The thing is, these “cultural norms” can backfire even on the white, heterosexual males who supposedly reap the benefits.
Case in point: my current boss is taking care of his 90 year old mother, who has just moved into hospice. He gave up his own home to move back into the house his parents owned to take care of her. All of his visits to his children and his girlfriend (not their mother, that marriage ended) are contingent on him finding someone else to care for his mom while he’s gone. It’s gotten to the point that, when necessary, he wipes mom’s ass when needed.
There is a doctor at one of the local hospitals who can not comprehend that it is the SON taking care of the old woman, and not one of his two sisters. Despite the fact he’s the one who lives with her, despite the clearly worded and executed medical power of attorney that gives him the legal authority to speak for her when she can not, this dingbat doctor always calls one of his sisters - both of whom live thousands of miles away - instead of the son. Always. No matter how many times he is corrected on this.
Why?
Because women do the caring and nurturing!
Fortunately, it is one doctor and the rest of the medical staff there understand that the son is the one to go to about the old lady. Still, it’s an example of how these cultural norms can be a problem. It also shows that it’s not just a matter of more women just happening to choose to be the caring folks, it shows there is a definite pressure not only for women to “nurture” but also factors that discourage men from filling that role. In a truly egalitarian society this problem shouldn’t come up.
(This is not the boss’s first time with this - after he divorced his wife he got full time custody of their three kids. He can give you an earful about being a single father a generation ago.)
I think John also misunderstood what I was saying. The pressure that women in power experience isn’t always external. Sometimes it’s internal. It’s driven by the feeling that everyone is scrutizining you, waiting for you to fail. Or waiting for you to act like a “woman”. My boss had the same fear, except that it was about his blackness.
Just to clarify, I’m not implying nor do I believe that John treats women differently.
I’m saying that, in my experience here, that sexism ranges from almost non-existent to very prevalent. I also agree with other posters that sexism is a societal problem that both women and men display (mostly unconsciously I hope).
I find that women who choose not to be occupationally ambitious and prefer other things, like child-rearing, are shamed by society. I’d like to see real equality- of choice. Some women (and men) don’t want to be CEOs, and prefer to do things like have families and not miss all their kid’s games and concerts and things in order to impress some suits.
Or, if we’re looking for the winner of a victim contest, we might ask who is more likely to end up homeless, or in prison, or so overcome by mental suffering that they commit suicide. All of those populations are much, much larger than CEOs, and they all skew male.
Not that it’s their fault, of course; men are more likely to end up in jail because of the unfair gender roles forced upon them, not because of their choices.
Not sure if you’re sarcastic or not. Sexism hurts everybody, not just women. Reducing the impact of gender roles, so that people aren’t pushed into patterns that don’t fit their personality and talents, would be better for us all.

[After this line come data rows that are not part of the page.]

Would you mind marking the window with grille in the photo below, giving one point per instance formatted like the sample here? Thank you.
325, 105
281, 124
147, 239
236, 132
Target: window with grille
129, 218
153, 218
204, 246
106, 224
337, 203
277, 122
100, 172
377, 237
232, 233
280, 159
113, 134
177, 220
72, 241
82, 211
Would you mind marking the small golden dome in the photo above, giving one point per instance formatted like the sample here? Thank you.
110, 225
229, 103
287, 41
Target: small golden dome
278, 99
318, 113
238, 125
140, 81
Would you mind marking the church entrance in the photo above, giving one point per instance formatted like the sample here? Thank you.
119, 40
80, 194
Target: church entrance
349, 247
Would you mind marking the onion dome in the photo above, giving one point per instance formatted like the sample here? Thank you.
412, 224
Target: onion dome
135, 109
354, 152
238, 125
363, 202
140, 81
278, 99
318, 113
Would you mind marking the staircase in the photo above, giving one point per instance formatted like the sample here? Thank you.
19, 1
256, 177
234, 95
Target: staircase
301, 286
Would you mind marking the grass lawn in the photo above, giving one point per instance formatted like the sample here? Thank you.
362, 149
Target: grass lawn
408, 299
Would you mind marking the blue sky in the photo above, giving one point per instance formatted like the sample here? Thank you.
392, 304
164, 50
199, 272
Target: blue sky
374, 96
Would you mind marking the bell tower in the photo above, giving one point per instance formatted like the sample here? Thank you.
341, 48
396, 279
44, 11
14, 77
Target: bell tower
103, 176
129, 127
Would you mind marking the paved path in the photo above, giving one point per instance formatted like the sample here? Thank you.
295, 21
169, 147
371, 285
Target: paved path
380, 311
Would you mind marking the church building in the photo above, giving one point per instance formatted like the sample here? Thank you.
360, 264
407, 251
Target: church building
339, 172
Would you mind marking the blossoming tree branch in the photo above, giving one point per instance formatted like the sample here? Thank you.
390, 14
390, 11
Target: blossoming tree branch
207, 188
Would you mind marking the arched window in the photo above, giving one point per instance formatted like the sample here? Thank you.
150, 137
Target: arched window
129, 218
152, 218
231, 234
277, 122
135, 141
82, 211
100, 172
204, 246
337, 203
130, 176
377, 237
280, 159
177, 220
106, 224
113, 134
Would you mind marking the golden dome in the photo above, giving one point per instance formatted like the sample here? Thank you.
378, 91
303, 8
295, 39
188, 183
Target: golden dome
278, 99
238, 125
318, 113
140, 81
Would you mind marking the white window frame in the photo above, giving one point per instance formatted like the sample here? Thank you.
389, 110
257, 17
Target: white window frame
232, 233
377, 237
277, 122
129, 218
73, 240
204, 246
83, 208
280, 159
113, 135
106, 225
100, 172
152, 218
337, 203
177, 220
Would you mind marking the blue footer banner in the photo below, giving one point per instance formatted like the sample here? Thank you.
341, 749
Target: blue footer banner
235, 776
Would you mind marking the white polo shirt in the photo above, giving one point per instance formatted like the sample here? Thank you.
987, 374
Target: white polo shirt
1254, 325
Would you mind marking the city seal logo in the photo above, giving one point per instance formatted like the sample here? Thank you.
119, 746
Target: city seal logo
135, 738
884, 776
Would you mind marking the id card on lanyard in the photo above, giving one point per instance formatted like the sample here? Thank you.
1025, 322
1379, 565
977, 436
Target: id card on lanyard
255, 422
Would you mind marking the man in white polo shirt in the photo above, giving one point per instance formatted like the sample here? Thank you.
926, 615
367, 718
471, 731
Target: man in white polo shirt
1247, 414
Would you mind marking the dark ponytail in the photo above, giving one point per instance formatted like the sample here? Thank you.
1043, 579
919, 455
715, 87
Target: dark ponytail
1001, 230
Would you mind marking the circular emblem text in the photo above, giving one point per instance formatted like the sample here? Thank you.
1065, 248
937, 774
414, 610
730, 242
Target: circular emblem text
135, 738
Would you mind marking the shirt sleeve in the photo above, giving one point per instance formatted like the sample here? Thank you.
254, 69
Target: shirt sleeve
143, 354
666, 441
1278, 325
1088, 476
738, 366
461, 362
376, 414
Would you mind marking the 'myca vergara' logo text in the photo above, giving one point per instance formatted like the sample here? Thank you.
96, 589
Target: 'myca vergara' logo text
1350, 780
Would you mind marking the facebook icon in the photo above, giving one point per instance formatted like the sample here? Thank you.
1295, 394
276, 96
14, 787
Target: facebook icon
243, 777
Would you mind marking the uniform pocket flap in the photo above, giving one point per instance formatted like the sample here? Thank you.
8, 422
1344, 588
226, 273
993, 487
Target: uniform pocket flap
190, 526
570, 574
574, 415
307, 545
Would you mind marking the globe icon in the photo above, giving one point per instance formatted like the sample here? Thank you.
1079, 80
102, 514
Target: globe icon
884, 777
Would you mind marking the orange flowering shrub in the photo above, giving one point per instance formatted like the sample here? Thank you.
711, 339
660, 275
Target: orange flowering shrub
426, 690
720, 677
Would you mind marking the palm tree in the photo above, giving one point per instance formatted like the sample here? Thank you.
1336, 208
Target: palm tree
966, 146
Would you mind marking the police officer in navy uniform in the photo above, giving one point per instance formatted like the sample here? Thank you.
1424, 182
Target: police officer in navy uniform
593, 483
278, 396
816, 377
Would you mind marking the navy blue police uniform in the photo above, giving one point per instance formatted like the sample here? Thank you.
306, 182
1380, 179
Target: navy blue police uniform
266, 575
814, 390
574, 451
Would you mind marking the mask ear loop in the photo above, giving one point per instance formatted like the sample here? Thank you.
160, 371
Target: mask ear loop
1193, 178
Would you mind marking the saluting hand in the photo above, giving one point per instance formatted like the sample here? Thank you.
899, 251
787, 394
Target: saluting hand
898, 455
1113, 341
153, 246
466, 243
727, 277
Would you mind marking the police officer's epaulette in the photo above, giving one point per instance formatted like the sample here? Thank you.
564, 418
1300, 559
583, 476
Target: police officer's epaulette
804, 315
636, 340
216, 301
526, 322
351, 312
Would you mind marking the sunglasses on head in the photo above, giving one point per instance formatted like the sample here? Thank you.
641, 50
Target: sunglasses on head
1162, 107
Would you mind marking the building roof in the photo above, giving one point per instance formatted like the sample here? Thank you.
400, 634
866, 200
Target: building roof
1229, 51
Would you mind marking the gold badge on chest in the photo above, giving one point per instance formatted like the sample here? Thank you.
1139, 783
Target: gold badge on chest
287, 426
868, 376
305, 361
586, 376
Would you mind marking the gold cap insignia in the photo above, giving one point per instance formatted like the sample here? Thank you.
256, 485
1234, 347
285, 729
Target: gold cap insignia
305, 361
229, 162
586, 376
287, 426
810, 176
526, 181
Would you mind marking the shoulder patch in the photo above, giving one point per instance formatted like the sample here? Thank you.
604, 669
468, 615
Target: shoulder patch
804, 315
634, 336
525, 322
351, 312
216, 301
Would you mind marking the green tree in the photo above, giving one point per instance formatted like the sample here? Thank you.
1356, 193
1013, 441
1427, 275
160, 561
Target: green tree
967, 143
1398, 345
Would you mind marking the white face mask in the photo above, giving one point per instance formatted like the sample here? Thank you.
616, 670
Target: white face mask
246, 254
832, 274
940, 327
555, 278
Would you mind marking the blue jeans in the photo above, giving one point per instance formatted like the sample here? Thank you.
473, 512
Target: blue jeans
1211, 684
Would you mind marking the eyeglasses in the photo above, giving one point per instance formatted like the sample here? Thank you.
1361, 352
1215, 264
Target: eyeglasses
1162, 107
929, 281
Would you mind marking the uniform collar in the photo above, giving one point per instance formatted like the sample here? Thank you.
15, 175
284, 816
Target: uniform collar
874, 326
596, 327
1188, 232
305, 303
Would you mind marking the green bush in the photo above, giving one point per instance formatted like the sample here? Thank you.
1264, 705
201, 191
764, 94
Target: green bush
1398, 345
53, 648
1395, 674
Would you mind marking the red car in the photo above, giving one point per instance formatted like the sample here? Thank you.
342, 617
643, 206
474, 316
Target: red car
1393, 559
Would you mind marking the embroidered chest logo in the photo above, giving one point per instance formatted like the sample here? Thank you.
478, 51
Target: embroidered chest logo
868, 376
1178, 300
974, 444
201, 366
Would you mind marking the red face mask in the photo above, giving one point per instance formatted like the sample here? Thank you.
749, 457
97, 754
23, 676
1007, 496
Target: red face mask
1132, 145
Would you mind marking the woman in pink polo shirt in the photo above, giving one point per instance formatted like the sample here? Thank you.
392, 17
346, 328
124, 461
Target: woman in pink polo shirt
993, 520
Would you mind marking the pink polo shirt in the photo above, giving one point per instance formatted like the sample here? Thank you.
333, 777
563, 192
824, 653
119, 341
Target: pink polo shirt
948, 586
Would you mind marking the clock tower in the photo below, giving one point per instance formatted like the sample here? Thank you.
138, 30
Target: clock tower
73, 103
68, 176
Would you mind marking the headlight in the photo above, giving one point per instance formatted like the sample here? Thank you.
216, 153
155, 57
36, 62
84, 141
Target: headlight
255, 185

There are some obvious differences between the issues you mention (going to jail is much worse than not being able to get the career you want, for one), but there are some similarities as well: When you look at the fate of an individual, it’s easy to chalk it up to bad choices, perhaps with some aspect of bad luck which could have happened to anyone. But when you look at the overall pattern, it becomes obvious that there’s something going on that results in different demographics having very different odds in all kinds of situations. And if we truly want everbody to have a decent shot at life, liberty, and pursuit of happiness, we need to look at the mechanisms that affect demographics unfairly, and see what we can do about them.
It might be tempting to dismiss all these problems by saying “take responsibility for yourself”, but it’s a very irresponsible way of viewing a society.